Torrentero dorsigrís (Enicurus schistaceus).
El torrentero dorsigrís (Enicurus
schistaceus) fue otra de las sorpresas que me deparó Zhangjiajie (China),
precisamente en el mismo lugar donde había avistado al torrentero chico. Al
principio pensé que se trataba de la misma especie y que estaba ante un macho y
una hembra, pues ambos comparten ese llamativo patrón de blanco y negro y la
característica cola profundamente ahorquillada. Pero nada más lejos de la
realidad: se trataba de una especie diferente. El dorsigrís debe su nombre al
tono gris pizarra que cubre el píleo, la frente y, sobre todo, el dorso, un
rasgo que permite separarlo de otros torrenteros de aspecto parecido. Como buen
representante del género Enicurus, vive estrechamente ligado a los
cursos pedregosos de agua rápida, donde se desplaza dando pequeños saltos
entre las rocas en busca de insectos y otros pequeños invertebrados.
domingo, 30 de agosto de 2026
Mirlo mandarín (Turdus mandarinus).
En distintos parques urbanos de la populosa Shanghái he podido fotografiar al mirlo mandarín (Turdus mandarinus) durante una jornada lluviosa y especialmente calurosa. Mientras muchas otras aves permanecían resguardadas entre la vegetación, algunos mirlos se mostraban sorprendentemente activos. Recorrían con paso decidido las extensiones de césped, deteniéndose constantemente para buscar lombrices y otros pequeños invertebrados que la humedad hacía más accesibles.

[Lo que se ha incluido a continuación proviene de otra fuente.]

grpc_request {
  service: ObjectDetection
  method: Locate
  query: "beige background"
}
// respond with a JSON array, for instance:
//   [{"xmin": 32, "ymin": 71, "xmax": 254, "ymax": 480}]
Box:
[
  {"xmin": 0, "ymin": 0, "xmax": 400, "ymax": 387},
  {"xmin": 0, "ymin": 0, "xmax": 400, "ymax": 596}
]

En otra de las zonas verdes observé un pequeño
grupo de mirlos concentrado alrededor de una fuente. Aprovechando la abundancia
de agua, varias aves se introducían en ella para bañarse, sacudiendo después
las plumas y acicalándose con tranquilidad. La escena ofrecía una curiosa
imagen de naturaleza integrada en el paisaje urbano de Shanghái: entre el
ruido, los edificios y el movimiento constante de una de las ciudades más
pobladas del mundo, estos mirlos encontraban en los parques y sus fuentes
espacios donde alimentarse, asearse y desarrollar su actividad cotidiana.